We’re not suggesting that you ignore your work; rather, be practical. Today’s businesses and teams are acutely aware of the dangers of burnout, and rightly so.
Give yourself some leeway as long as you’re not interfering with the rest of your team’s job or losing clients or direct revenue.
8. If at all possible, make work prioritisation a joint endeavour.
Keep in mind that your workload does not occur in a vacuum.
It doesn’t have to be a single effort to figure out how to prioritise chores. Today’s teams, for example, should empower employees to:
- Over deadlines and allocated tasks, communicate any difficulties or questions.
- Work together to set deadlines, the scope of work, and duties.
- Get their “deep work” done and concentrate on their tasks without interruption.
This emphasises the importance of having your company communicate through a programme RisePath PlanCentral. Team members may manage their schedules and remain in touch with priority projects.
Members of the team can also ask questions and collaborate as needed.
Workers, on the other hand, should be able to unplug and concentrate on what they need to concentrate on.
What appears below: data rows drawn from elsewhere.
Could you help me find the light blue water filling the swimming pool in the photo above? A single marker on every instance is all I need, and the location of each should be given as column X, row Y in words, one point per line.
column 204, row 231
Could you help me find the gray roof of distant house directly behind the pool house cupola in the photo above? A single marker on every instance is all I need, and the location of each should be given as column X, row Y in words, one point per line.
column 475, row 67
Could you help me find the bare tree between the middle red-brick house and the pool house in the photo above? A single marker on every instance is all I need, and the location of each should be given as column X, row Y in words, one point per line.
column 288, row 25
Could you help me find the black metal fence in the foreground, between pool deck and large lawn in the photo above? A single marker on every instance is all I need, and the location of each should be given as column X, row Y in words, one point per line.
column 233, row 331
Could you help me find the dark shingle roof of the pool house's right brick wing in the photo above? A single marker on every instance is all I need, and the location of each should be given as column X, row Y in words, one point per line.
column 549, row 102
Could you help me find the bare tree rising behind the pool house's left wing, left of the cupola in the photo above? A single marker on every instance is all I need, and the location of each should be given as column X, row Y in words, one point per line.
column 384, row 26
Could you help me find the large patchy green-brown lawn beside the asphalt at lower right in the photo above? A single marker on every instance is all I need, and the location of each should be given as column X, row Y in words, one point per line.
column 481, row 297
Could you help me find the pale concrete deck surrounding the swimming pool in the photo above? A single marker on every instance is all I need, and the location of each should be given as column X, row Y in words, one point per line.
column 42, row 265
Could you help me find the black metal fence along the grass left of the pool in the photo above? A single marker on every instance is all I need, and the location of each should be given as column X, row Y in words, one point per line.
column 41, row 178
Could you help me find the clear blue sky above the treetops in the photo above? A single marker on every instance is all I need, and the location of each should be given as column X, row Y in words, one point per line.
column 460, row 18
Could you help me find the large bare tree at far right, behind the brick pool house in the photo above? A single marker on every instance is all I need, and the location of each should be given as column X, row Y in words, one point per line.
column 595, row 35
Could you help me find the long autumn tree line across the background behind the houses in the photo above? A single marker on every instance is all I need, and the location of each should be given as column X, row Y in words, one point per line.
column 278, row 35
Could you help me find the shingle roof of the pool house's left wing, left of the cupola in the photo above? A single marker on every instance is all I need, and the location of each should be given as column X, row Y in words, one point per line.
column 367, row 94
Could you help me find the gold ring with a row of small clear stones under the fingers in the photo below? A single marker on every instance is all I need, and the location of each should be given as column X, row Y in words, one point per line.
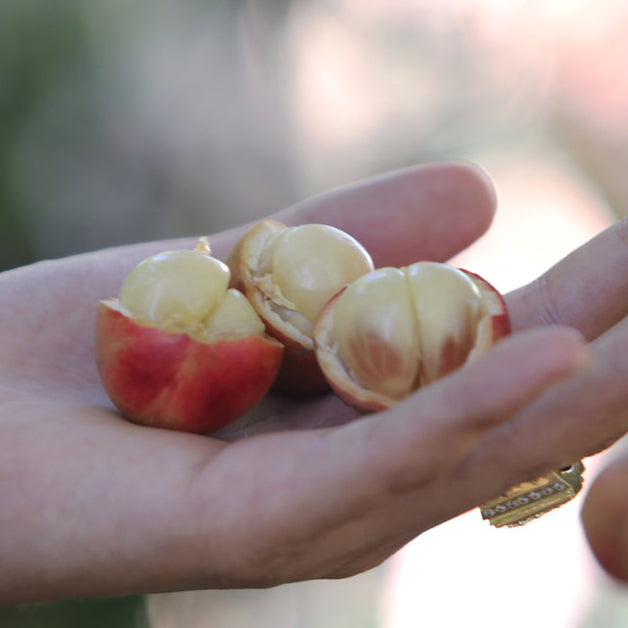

Users can do just that in “do not disturb” mode, or set their own hours, which is ideal for remote teams working in different time zones.
The sooner you understand how to prioritise things, the easier it will be to keep your schedule under control.
Your schedule may appear chaotic right now, but it doesn’t have to be.
Employees in modern companies need to be able to prioritise tasks once again.
When you know what your true priorities are, getting more done and focusing at work becomes lot easier. You can achieve exactly that right now using the architecture above and tools RisePath PlanCentral.